Hawley’s father, the war hero, had left him just after his eighth birthday. Dad had ended up in a hunting cabin on the Montana High-line, where he could sleep whole nights without dead men stumbling through his dreams, screaming for a medic. Hawley had gone up there a few summers in his teens, mostly ‘cause Brian wanted to go and Mom didn’t trust Dad alone. He’d spent his days reading paperback spy novels on the front porch, ignoring his father, patching Bri up when he fell out of trees or walked into wasps’ nests. Dad had watched silently one day as Hawley bandaged his brother after the kid tripped into an old barbed wire fence.
“He’ll need a tetanus shot,” Hawley had said flatly, not looking away from Brian, frustrated by the stupid plastic on the back of the band-aid, aggravated by his brother’s clumsiness, annoyed at even being in this dumb, backwards state.
“I’ll go start the truck,” was all Dad said, but he’d slid a metal box across the table on his way out the door, and Hawley hadn’t been surprised at all to see the red cross emblazoned across the medical field kit. Dad kept it fully stocked. None of those dollar-a-pack bandaids, anyway.
That night, after Brian had finally been coaxed to sleep (“yeah, I know it itches-don’t pick at it. Jesus, Bri, it’s your own fault, you gotta look where you’re going. Now, do you want me to read the Gandalf section or what? And no, I'm not doing the voices, so don't even ask”), Hawley’s dad had called him out into the back yard. Not so much a yard as a prairie, the start of grasslands that stretched to Canada. There was a telescope, one of those dinky mail-order ones, trained on the dozens of stars salting the Montana sky at night.
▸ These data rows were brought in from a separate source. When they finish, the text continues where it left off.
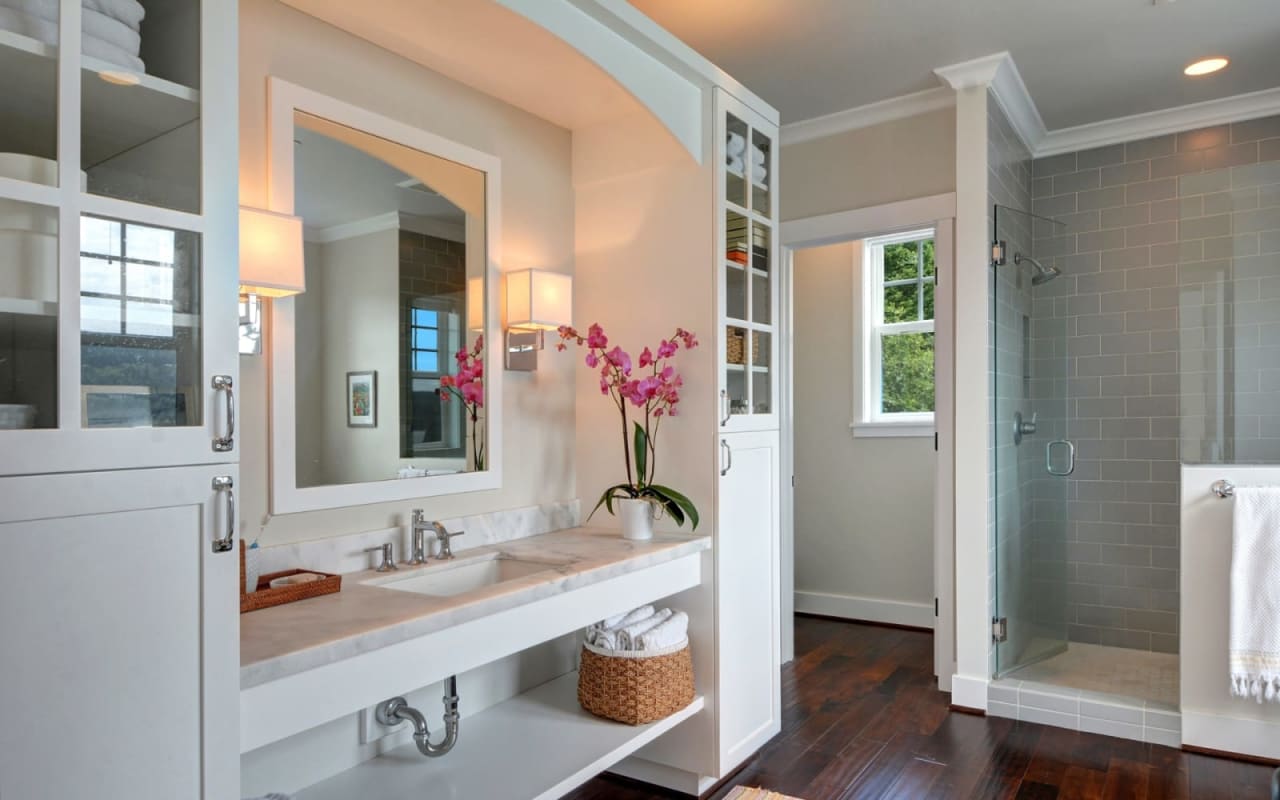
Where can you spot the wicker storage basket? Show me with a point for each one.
(635, 688)
(735, 347)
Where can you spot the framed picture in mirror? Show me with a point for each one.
(362, 400)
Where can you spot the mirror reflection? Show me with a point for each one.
(388, 336)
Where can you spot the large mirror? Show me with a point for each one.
(385, 348)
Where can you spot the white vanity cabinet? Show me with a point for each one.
(118, 238)
(120, 656)
(118, 355)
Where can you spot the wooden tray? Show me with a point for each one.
(264, 597)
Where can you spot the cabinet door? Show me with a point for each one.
(748, 602)
(118, 246)
(119, 621)
(748, 268)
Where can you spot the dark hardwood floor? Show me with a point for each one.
(862, 718)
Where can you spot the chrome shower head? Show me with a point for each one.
(1043, 274)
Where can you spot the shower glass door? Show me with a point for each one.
(1033, 456)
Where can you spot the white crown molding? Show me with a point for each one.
(1160, 123)
(868, 115)
(974, 72)
(391, 220)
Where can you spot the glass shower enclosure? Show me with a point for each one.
(1032, 451)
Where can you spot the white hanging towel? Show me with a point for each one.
(1255, 638)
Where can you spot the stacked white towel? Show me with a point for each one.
(643, 629)
(1255, 630)
(110, 28)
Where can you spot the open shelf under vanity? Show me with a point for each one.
(539, 744)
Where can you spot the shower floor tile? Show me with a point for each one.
(1114, 671)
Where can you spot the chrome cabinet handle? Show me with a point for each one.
(1070, 458)
(223, 483)
(225, 443)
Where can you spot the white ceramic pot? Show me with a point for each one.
(636, 519)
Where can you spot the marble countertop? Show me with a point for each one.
(288, 639)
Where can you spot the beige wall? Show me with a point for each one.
(864, 507)
(869, 167)
(536, 231)
(858, 534)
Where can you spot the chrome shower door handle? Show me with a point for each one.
(227, 442)
(223, 483)
(1070, 458)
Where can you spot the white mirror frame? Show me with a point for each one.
(287, 497)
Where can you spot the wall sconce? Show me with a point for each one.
(536, 301)
(270, 265)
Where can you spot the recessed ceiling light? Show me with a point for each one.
(1205, 67)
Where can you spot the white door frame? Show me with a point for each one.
(938, 211)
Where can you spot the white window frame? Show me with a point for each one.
(868, 417)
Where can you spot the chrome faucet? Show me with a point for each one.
(388, 557)
(419, 547)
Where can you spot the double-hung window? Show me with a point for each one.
(899, 282)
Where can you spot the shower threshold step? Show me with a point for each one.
(1089, 712)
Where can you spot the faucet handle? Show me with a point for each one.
(388, 557)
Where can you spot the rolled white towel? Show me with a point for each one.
(607, 636)
(106, 51)
(92, 23)
(45, 31)
(627, 635)
(670, 632)
(129, 12)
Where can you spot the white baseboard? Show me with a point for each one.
(968, 691)
(1256, 737)
(661, 775)
(869, 609)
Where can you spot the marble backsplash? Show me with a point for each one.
(347, 553)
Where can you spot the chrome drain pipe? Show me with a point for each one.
(397, 711)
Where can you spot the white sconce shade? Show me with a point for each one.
(538, 300)
(475, 304)
(272, 260)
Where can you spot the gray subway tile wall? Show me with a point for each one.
(1170, 297)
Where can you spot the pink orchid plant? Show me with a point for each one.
(467, 385)
(647, 387)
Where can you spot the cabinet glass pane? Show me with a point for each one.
(735, 369)
(28, 315)
(760, 178)
(735, 160)
(762, 374)
(140, 325)
(140, 136)
(28, 115)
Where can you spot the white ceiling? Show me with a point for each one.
(1082, 60)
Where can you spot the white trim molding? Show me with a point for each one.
(1159, 123)
(865, 609)
(999, 73)
(868, 115)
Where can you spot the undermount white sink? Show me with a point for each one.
(446, 580)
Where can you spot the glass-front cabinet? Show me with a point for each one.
(748, 255)
(118, 248)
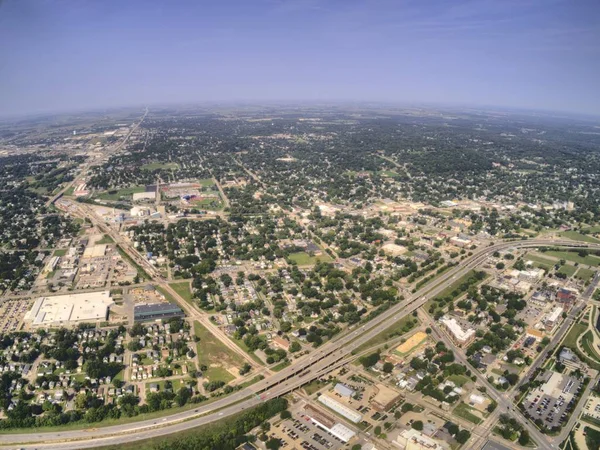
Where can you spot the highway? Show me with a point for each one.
(307, 368)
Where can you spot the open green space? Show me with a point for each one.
(304, 259)
(466, 412)
(574, 235)
(280, 366)
(212, 351)
(389, 173)
(399, 328)
(216, 373)
(453, 289)
(106, 239)
(592, 438)
(585, 274)
(459, 380)
(159, 165)
(589, 260)
(539, 261)
(571, 339)
(183, 289)
(314, 386)
(568, 270)
(120, 194)
(587, 343)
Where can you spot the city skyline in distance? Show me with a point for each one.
(68, 55)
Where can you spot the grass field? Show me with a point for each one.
(454, 286)
(568, 270)
(121, 193)
(398, 329)
(574, 235)
(304, 259)
(159, 165)
(585, 274)
(218, 374)
(313, 386)
(106, 239)
(459, 380)
(184, 290)
(212, 351)
(539, 261)
(592, 438)
(589, 260)
(571, 339)
(466, 412)
(587, 342)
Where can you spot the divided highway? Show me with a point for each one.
(314, 365)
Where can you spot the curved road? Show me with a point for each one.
(307, 368)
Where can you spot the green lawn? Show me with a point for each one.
(585, 274)
(459, 380)
(467, 277)
(568, 270)
(589, 260)
(304, 259)
(106, 239)
(466, 412)
(587, 342)
(571, 339)
(539, 261)
(218, 374)
(280, 366)
(580, 237)
(159, 165)
(314, 386)
(212, 351)
(184, 290)
(121, 193)
(398, 329)
(592, 438)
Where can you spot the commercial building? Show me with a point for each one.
(94, 251)
(344, 390)
(385, 398)
(156, 311)
(460, 335)
(415, 440)
(553, 317)
(328, 424)
(347, 412)
(141, 196)
(65, 310)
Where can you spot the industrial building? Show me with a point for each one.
(65, 310)
(459, 335)
(156, 311)
(553, 318)
(138, 196)
(347, 412)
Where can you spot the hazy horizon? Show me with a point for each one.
(75, 55)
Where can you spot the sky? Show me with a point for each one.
(62, 55)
“They say it’s international territory, all that up there.” Dad had gestured to the stars. “They’ve got all kinds of treaties and pacts so nations won’t ever fight over it.”
“Well, we came in peace for all mankind,” Hawley had said, and he’d meant for it to be sarcastic. He was a teenager, he didn’t believe in those kind of fairy tales any more; his heroes were all nihilists and rebels. Somehow it didn’t come out that way. (He's tried it a few times since, talking to his reflection in the privacy of the mirror. The result is always the same: he is chronically incapable of making those words sound snide or cheap or insincere).
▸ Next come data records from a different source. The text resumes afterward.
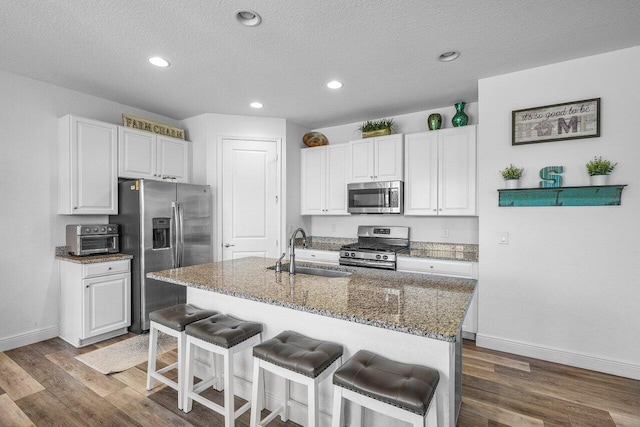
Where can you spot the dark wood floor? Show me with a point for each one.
(43, 385)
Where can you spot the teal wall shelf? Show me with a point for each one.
(605, 195)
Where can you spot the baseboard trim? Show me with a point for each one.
(26, 338)
(585, 361)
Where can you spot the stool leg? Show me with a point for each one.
(229, 419)
(286, 396)
(153, 348)
(338, 408)
(182, 347)
(256, 393)
(188, 384)
(312, 404)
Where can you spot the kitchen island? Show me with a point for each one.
(412, 318)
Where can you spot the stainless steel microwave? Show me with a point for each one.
(93, 239)
(375, 197)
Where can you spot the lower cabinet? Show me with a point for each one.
(95, 302)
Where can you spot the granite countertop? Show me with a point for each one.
(418, 304)
(444, 251)
(63, 255)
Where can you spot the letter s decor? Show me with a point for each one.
(550, 176)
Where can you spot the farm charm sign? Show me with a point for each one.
(571, 120)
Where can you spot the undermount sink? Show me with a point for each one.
(315, 271)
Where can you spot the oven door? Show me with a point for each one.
(375, 197)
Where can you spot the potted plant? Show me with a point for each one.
(377, 127)
(511, 176)
(599, 170)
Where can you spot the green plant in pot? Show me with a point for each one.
(599, 170)
(380, 127)
(511, 176)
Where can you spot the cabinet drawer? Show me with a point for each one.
(104, 268)
(436, 266)
(315, 255)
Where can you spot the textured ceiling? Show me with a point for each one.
(383, 51)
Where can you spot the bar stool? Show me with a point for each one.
(226, 336)
(293, 357)
(171, 321)
(400, 390)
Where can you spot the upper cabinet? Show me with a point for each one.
(87, 166)
(146, 155)
(324, 174)
(440, 172)
(377, 159)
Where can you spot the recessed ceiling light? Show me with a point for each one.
(159, 62)
(448, 56)
(248, 17)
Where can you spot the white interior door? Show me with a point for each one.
(250, 199)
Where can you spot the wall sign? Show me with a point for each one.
(571, 120)
(149, 126)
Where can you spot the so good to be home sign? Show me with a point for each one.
(571, 120)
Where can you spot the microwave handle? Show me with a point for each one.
(174, 235)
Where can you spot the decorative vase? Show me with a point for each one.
(434, 121)
(461, 118)
(597, 180)
(512, 183)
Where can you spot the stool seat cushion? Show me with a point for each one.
(223, 331)
(298, 353)
(178, 316)
(410, 387)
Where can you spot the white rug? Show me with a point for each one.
(125, 354)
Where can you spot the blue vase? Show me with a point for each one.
(461, 118)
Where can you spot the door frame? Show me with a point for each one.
(217, 239)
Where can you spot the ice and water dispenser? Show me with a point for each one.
(161, 233)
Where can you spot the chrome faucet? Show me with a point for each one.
(292, 251)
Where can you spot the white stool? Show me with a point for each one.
(293, 357)
(171, 321)
(402, 391)
(226, 336)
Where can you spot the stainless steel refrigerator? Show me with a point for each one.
(163, 225)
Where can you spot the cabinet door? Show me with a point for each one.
(93, 167)
(421, 174)
(457, 171)
(106, 304)
(173, 159)
(313, 181)
(388, 158)
(362, 160)
(136, 154)
(337, 175)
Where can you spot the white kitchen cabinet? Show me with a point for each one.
(95, 301)
(377, 159)
(440, 172)
(324, 174)
(462, 269)
(147, 155)
(87, 167)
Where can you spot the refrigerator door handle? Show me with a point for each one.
(174, 236)
(181, 237)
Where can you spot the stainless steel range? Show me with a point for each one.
(377, 247)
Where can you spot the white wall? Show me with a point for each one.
(206, 132)
(31, 228)
(566, 286)
(426, 229)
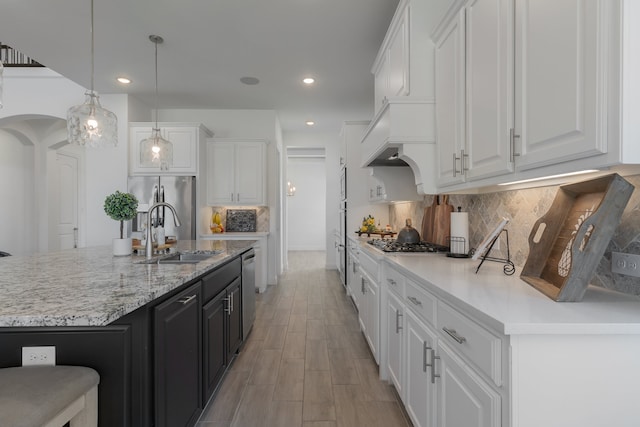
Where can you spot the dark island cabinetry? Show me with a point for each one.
(176, 324)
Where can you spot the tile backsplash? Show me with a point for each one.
(523, 208)
(262, 216)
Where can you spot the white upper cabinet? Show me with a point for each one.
(391, 69)
(474, 77)
(236, 172)
(531, 88)
(186, 139)
(561, 80)
(450, 101)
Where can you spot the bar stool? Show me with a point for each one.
(49, 396)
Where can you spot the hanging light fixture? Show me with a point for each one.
(1, 83)
(155, 150)
(89, 123)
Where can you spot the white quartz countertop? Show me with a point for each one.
(91, 287)
(510, 305)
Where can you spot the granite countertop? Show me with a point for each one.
(91, 287)
(508, 304)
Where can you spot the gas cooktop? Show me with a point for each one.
(388, 245)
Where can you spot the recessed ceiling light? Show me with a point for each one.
(249, 80)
They hadn’t said much more after that. They'd simply sat out on the back porch rail, Dad peering through the telescope and Hawley watching the moon rise.
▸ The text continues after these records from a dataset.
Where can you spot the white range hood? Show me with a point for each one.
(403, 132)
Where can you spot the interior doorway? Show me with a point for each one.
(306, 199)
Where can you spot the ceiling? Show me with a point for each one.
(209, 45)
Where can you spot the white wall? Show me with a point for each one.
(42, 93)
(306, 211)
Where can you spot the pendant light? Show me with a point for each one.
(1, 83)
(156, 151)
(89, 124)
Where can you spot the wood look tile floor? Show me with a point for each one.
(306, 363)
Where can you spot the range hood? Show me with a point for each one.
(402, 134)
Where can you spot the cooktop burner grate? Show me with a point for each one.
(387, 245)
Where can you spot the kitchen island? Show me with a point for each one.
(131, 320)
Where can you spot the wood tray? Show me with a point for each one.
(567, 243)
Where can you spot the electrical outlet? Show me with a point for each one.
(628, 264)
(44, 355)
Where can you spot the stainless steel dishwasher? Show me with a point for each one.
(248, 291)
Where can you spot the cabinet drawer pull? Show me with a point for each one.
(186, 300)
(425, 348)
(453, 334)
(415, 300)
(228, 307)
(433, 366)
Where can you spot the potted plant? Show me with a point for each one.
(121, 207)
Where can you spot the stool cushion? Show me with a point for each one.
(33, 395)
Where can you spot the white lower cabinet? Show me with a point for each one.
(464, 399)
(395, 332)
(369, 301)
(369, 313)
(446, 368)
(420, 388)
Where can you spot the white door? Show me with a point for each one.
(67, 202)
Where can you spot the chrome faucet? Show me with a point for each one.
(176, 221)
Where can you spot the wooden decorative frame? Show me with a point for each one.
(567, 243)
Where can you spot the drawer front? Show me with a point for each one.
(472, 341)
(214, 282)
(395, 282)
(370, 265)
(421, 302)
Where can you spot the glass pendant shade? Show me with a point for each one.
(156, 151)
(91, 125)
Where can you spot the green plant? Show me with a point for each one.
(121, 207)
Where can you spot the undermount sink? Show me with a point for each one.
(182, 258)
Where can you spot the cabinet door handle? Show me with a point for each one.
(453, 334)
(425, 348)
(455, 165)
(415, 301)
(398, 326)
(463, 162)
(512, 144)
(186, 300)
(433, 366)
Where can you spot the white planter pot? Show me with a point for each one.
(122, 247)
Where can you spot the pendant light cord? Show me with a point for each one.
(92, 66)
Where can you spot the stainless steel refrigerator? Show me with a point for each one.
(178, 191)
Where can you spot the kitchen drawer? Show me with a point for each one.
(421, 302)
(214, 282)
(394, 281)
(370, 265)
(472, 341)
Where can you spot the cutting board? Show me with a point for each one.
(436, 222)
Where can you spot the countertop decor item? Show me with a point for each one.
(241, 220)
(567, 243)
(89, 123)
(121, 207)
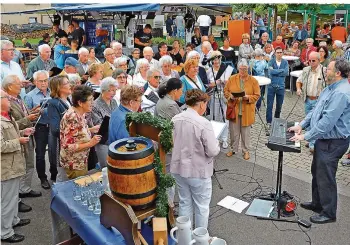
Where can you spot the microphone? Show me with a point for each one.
(206, 61)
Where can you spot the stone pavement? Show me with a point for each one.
(292, 110)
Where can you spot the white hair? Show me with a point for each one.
(42, 47)
(338, 43)
(83, 50)
(192, 54)
(242, 62)
(119, 61)
(106, 83)
(36, 74)
(5, 43)
(151, 72)
(73, 78)
(166, 59)
(309, 40)
(116, 44)
(207, 45)
(8, 80)
(105, 51)
(147, 49)
(140, 63)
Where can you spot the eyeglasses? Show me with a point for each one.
(43, 81)
(9, 49)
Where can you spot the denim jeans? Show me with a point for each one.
(41, 136)
(272, 91)
(309, 105)
(262, 94)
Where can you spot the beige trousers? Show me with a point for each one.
(238, 131)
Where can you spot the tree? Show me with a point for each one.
(263, 9)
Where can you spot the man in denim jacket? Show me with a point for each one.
(278, 70)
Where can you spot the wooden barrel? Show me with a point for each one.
(131, 174)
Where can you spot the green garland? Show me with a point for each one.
(164, 181)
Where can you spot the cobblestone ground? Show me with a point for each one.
(293, 110)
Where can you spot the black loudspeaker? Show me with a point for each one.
(56, 19)
(151, 16)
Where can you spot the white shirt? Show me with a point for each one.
(154, 64)
(12, 68)
(138, 80)
(204, 20)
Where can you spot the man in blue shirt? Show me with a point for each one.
(130, 101)
(330, 127)
(39, 97)
(278, 70)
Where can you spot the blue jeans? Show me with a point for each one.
(272, 91)
(262, 94)
(309, 105)
(41, 136)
“Well, I…I like that we’re sending as many doctors and social workers and scientists as we are soldiers and…I, that is, uh, I figured I could be some use...” Hawley stutters finally, not sure how to explain all of his past-any of his past-to Lieutenant Colonel John Sheppard, USAF, Military Commander, Atlantis Expedition. “I can help with that. The rest of it-well, it’s kind of complicated. You know, long story.” He bites his tongue. Stupid. What a stupid fucking thing to say! Nobody goes through the Gate without the backing of the American military, and the military likes men who follow orders, men whose only question is how high?, not men who want to haul along their personal baggage in their army-issue footlockers. Hawley has an Armed Services first aid field kit in his footlocker, a glorified tin box, manufacture date circa 1969, and goddamnit. He should know better by now. Baggage slows the empire-building.
Sheppard scrapes a hand through his hair, shuffles the resume back into a file. “Well, Lieutenant. It’s a long trip, even through hyperspace. I look forward to hearing all about it sometime.”